Lili asks me as I am spreading marmalade on my toast.
Knife in mid air, the marmalade drops onto my pyjamas.
She says she has looked up Sake in her dictionary and it says it’s the name of God.
I suspend marmalading onto toast and go and find the dictionary.
No Lili I say, it says ‘In the name of God’
Who is called Sake she says.
Uhm, no, I say.
And why, she asks, do you have to forget him every time there is a noise from the dragon downstairs. You run downstairs and shout ‘Forgot Sake’
‘I…..?’
Oh, got it, I say, Ok Ok.
I patiently put his one right as I munch through my cold toast.


Later in the evening whilst we prepare to go out to dinner, she says your bird’s annoying me.
Lili, I say, I haven’t got a bird.
Yes you have, she says, shave it off before we go out, it looks messy.

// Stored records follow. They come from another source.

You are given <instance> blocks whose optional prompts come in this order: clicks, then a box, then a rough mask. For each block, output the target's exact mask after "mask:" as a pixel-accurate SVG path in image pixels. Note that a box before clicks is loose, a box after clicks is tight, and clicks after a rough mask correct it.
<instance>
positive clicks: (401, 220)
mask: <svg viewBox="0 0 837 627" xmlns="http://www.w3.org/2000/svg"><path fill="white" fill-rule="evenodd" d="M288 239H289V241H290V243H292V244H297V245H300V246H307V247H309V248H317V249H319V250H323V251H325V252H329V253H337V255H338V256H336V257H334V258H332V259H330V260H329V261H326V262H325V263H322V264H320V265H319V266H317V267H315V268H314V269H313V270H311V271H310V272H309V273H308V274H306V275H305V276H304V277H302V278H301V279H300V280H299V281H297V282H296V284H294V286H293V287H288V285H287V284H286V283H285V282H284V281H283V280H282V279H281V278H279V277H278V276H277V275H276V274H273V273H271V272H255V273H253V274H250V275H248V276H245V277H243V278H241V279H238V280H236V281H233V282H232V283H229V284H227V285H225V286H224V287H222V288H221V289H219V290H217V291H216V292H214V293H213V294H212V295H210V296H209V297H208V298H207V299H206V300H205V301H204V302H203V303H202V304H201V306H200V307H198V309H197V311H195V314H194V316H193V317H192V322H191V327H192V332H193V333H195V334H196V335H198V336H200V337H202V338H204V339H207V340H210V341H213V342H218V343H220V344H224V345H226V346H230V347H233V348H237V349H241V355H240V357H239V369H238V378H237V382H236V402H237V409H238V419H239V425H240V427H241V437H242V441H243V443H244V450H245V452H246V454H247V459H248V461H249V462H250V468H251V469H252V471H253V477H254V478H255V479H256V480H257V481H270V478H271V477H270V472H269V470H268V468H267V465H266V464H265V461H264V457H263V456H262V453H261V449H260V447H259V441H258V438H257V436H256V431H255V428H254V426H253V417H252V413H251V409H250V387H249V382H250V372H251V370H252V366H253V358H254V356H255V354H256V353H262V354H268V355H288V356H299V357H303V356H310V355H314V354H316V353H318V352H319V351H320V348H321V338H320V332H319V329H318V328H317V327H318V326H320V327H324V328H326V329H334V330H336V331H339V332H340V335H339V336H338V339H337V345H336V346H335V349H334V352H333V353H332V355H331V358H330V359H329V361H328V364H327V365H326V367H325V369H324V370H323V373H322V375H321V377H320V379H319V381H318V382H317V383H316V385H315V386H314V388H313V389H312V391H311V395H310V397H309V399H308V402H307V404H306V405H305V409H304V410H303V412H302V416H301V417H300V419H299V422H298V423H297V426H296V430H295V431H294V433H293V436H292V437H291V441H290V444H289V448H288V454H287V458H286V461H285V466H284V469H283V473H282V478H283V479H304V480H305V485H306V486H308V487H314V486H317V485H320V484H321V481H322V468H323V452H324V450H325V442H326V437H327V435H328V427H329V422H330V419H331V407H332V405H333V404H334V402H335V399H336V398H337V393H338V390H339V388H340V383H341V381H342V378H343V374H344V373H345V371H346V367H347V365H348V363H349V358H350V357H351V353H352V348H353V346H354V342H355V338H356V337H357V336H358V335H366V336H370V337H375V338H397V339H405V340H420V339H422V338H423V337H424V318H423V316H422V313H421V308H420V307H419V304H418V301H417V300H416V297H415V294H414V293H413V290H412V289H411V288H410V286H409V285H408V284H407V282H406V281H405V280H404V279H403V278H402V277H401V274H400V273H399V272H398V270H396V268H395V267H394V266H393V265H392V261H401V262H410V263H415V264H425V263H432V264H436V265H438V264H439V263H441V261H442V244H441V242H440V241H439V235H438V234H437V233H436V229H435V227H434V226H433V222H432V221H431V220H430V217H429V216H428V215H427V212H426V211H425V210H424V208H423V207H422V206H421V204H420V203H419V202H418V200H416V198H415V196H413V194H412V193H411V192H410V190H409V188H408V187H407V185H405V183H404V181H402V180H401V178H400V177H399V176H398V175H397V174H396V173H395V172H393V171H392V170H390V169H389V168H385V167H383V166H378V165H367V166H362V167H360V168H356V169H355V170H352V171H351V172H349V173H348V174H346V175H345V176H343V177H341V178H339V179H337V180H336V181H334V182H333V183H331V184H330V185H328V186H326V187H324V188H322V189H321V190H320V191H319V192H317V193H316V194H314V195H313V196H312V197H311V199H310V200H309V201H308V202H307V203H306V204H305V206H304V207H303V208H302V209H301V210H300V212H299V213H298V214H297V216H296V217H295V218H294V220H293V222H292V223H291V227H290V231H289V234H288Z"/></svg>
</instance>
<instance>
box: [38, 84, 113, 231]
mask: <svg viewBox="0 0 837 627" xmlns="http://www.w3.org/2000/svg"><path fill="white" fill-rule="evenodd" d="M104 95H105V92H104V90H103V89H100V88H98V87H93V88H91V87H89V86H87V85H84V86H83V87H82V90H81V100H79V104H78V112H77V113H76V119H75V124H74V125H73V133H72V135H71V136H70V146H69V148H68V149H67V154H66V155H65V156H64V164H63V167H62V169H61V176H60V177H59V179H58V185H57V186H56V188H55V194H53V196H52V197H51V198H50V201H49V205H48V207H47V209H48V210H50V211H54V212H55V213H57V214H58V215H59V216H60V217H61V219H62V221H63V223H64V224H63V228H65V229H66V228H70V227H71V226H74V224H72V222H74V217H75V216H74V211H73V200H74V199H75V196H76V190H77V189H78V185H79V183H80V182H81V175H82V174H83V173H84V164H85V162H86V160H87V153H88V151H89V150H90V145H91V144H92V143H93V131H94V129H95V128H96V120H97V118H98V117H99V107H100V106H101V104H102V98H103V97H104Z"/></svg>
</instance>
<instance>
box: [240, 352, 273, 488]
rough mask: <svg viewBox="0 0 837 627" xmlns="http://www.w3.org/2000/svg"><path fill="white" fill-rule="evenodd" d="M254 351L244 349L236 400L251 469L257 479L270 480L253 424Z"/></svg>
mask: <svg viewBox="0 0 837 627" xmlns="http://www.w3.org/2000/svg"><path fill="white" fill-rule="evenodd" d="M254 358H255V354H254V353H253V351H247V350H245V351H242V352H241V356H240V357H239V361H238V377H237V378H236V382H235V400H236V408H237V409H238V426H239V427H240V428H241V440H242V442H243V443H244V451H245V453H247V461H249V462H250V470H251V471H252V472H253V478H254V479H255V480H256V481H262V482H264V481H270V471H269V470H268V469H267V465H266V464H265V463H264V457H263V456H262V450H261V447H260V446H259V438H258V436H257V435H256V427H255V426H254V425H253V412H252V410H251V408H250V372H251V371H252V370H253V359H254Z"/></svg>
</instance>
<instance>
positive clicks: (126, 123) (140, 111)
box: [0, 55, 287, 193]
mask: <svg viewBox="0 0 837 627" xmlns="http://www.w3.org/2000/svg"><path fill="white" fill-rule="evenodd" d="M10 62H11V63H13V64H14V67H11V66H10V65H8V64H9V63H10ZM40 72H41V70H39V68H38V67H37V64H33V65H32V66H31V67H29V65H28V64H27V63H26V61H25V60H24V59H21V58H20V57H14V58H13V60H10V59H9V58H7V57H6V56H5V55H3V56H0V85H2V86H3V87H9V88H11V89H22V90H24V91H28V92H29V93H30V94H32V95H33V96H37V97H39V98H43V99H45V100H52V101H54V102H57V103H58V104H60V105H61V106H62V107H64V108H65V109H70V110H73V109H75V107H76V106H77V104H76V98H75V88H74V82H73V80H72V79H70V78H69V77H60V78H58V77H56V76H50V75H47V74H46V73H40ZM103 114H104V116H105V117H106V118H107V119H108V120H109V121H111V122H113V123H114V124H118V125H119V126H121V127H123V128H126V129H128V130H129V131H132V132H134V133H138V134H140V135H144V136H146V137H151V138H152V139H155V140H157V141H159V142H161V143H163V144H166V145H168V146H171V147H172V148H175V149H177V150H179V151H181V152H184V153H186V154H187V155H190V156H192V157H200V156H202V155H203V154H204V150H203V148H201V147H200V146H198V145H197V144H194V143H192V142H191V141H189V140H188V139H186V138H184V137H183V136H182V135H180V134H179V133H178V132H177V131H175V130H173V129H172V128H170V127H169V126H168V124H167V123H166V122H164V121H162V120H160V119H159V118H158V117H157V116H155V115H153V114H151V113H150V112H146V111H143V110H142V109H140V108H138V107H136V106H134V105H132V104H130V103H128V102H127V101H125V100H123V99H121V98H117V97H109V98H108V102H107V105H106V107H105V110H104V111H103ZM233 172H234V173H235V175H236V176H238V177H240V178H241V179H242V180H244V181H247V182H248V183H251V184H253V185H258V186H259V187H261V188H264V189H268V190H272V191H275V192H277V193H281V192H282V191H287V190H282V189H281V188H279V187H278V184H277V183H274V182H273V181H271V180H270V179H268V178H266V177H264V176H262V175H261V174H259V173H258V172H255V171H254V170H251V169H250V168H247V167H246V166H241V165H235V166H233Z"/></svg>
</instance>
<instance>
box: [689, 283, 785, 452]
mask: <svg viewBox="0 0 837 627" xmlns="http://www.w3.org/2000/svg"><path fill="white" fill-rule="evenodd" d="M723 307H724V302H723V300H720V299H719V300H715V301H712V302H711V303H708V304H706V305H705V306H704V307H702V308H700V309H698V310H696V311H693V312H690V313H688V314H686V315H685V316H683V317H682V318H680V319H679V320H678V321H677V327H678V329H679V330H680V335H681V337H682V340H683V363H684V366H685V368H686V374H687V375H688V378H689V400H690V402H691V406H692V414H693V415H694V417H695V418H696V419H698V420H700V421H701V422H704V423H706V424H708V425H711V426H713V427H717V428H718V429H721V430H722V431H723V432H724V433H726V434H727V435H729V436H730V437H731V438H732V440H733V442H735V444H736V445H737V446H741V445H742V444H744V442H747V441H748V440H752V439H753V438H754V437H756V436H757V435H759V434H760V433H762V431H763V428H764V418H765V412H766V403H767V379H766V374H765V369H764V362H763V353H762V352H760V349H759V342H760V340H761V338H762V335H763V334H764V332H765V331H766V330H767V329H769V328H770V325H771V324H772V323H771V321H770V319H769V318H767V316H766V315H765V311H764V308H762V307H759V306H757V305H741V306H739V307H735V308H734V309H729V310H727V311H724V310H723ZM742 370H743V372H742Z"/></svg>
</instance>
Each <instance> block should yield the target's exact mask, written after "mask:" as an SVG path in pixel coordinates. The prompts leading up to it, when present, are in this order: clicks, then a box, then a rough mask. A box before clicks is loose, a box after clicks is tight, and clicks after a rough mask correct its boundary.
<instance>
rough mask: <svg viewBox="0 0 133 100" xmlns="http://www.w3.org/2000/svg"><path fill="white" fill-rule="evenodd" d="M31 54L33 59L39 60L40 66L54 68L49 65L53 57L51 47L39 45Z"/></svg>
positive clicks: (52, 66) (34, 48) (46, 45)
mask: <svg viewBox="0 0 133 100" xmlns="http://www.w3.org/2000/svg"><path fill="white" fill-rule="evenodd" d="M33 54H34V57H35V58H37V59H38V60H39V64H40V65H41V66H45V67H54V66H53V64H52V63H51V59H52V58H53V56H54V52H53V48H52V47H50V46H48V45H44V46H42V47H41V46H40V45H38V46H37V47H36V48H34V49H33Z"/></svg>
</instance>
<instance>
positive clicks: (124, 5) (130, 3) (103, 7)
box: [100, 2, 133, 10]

Pino and Vittorio… those boys!

Pino spends three days cutting up wooden crates and thus wipes out entire savings in wood budget. He comes up for dinner and says I’ve got to tell you this but keep it to yourselves.
(Which I will of course)
The story.
Vittorio has come around to Pino’s to take him for a boy’s night out.
Pino has no idea what this might mean or entail but Vittorio is so insistent that Pino at last says OK, give me 20 minutes to clean up and I’ll come along.
On the kitchen table he’d left Georgia’s dinner (Georgia being Debsie’s dog); pieces of chicken breast which had been left out overnight and most of the day and which Georgia hadn’t touched. And Pino had washed off the day’s dirt and was debating whether to throw it away but just hadn’t got around to it.
So there it was on the table and when Pino finally came downstairs ready to go out, it wasn’t.
Just the empty plate.
Vittorio had eaten the whole plateful.
Pino says I couldn’t tell him, just couldn’t.
But we see Vittorio a few days later at the opening of the new commercial centre in Amandola; alive and well and putting down as much free wine and cake as his little elf-like body could handle.

The orto?
Un disastro

It’s Sunday morning.
My mouse is playing up. It’s sort of sending messages to itself
I drive to Sarnano because all the shops are open on a Sunday morning.
Except, it turns out, Andrea’s computer shop.
‘The bastard’, I say to the locked shop door.
‘Michael’ a voice says behind me.
It’s Andrea.
Can’t open up now he says. It’ll have to wait until tomorrow morning.
He looks cross. Maybe he heard me.
I drive back in miserable drizzle.
By the time I reach the house the light rain has turned to snow.